The Iowa chapter of the Realtors Land Institute released Tuesday the findings of a survey, which found the overall farmland value across Iowa dropped by 1.7% between March and September of this year.
Nearly all nine crop regions saw some sort of decline in value with the west central part of the state seeing the sharpest decline at 3.9%. The north central region saw no change and the northeastern part of Iowa saw a .7% increase. The values of the cropland saw an increase between September 2017 and March 2018, leaving a statewide average increase in value of 1.2% over the last year.
The major factors that affect these values are limited land available on the market, increasing interest rates, commodity price levels, world trade agreements and tariffs, the report said.
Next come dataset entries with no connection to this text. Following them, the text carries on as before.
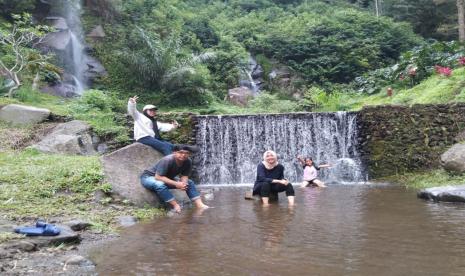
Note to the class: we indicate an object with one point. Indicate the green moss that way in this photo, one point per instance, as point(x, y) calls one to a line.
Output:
point(426, 179)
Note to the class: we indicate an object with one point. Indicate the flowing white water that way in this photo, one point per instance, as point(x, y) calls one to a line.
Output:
point(232, 146)
point(77, 57)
This comes in the midst of an ongoing dispute over trade as the Trump administration tries to re-negotiate trade agreements and levies tariffs against countries like China.
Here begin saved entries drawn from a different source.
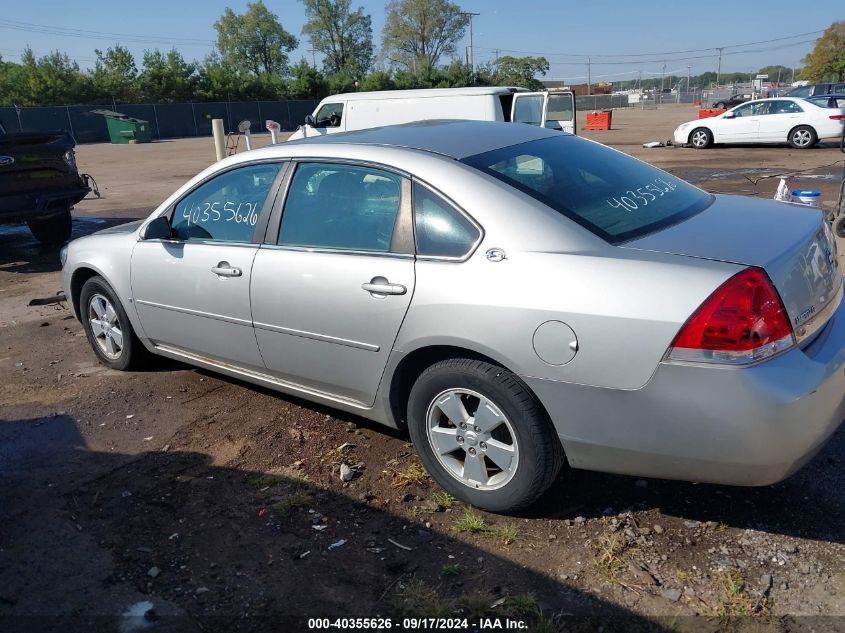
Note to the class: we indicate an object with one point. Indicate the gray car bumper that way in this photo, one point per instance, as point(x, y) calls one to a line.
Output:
point(752, 426)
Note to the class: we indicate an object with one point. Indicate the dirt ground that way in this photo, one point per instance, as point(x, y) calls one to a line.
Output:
point(176, 500)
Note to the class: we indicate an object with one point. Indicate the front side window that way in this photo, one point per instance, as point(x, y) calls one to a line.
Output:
point(341, 207)
point(330, 115)
point(440, 229)
point(613, 195)
point(225, 208)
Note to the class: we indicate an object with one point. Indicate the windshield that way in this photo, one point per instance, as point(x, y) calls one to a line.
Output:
point(613, 195)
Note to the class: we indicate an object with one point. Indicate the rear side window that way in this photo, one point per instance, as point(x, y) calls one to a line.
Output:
point(613, 195)
point(341, 207)
point(440, 229)
point(225, 208)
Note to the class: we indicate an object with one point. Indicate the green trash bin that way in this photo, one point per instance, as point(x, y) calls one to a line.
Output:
point(126, 129)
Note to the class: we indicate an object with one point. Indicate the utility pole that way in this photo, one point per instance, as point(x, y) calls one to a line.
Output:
point(719, 69)
point(469, 15)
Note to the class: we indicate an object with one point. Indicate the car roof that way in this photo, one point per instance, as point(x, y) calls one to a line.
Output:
point(423, 93)
point(455, 139)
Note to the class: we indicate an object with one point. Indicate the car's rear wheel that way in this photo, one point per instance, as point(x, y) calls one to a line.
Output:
point(803, 137)
point(107, 327)
point(52, 230)
point(701, 138)
point(482, 435)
"Tariffs are definitely a disruption," said Kyle Hansen of Hertz Real Estate Services in Nevada. "Anything that affects commodities will affect land prices."
An expert says land value is likely to continue to decline, but that doesn't mean the worst is yet to come.
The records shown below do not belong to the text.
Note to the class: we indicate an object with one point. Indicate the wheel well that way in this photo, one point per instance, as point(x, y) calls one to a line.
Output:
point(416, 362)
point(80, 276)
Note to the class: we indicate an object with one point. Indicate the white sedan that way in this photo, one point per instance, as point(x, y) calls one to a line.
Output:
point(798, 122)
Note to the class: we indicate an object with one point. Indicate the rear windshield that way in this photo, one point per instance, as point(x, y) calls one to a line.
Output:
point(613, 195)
“We won’t see a sudden collapse of the market because due to the tariffs with China," said Dr. Wendong Zhang, assistant professor of economics at Iowa State University. He is a farm management specialist that looks at land use and land value. Zhang releases a similar land value report every December.
“A replay of the 1980 farm crisis is unlikely," Zhang said.
That's because most Iowa farmers -- 82% -- own their land. This means that don't necessarily have to sell land under any circumstances, which keeps the land available limited and in turn, helps to keep the market steady. Zhang estimates any further decline of land value won't exceed 5%.
As a result, Zhang said, this slight downturn in the market will be seen as "short term pain" for most landowners.
"But if you're relatively young and have a lot of debt, the tariffs, more than likely, will increase the probability of being called into the banks and suggested by the lender to sell [part of your land] to shore up capital," Zhang said.
While land markets might feel little impact, Zhang says some commodity markets could face long-term damage--- even if these trade disputes get resolved---because China could diversify its markets, curtailing the amount of a certain product it imports from the U.S.
He pointed to 2009 trade disputes as an example. In 2009, China retaliated on U.S. exports of chicken feet in response to the Obama administration's tariff on tires.
"After that, they essentially moved $1 billion of chicken feet exports to zero. They essentially knocked out the chicken export market for the U.S.," Zhang said.
And these tariffs have trickle down effects beyond just agriculture.
“[They] not only affects the commodity prices, not only affects agriculture sector. It also affects to revenue the state has and also affects a lot of the public services these revenues support, including higher education," Zhang said.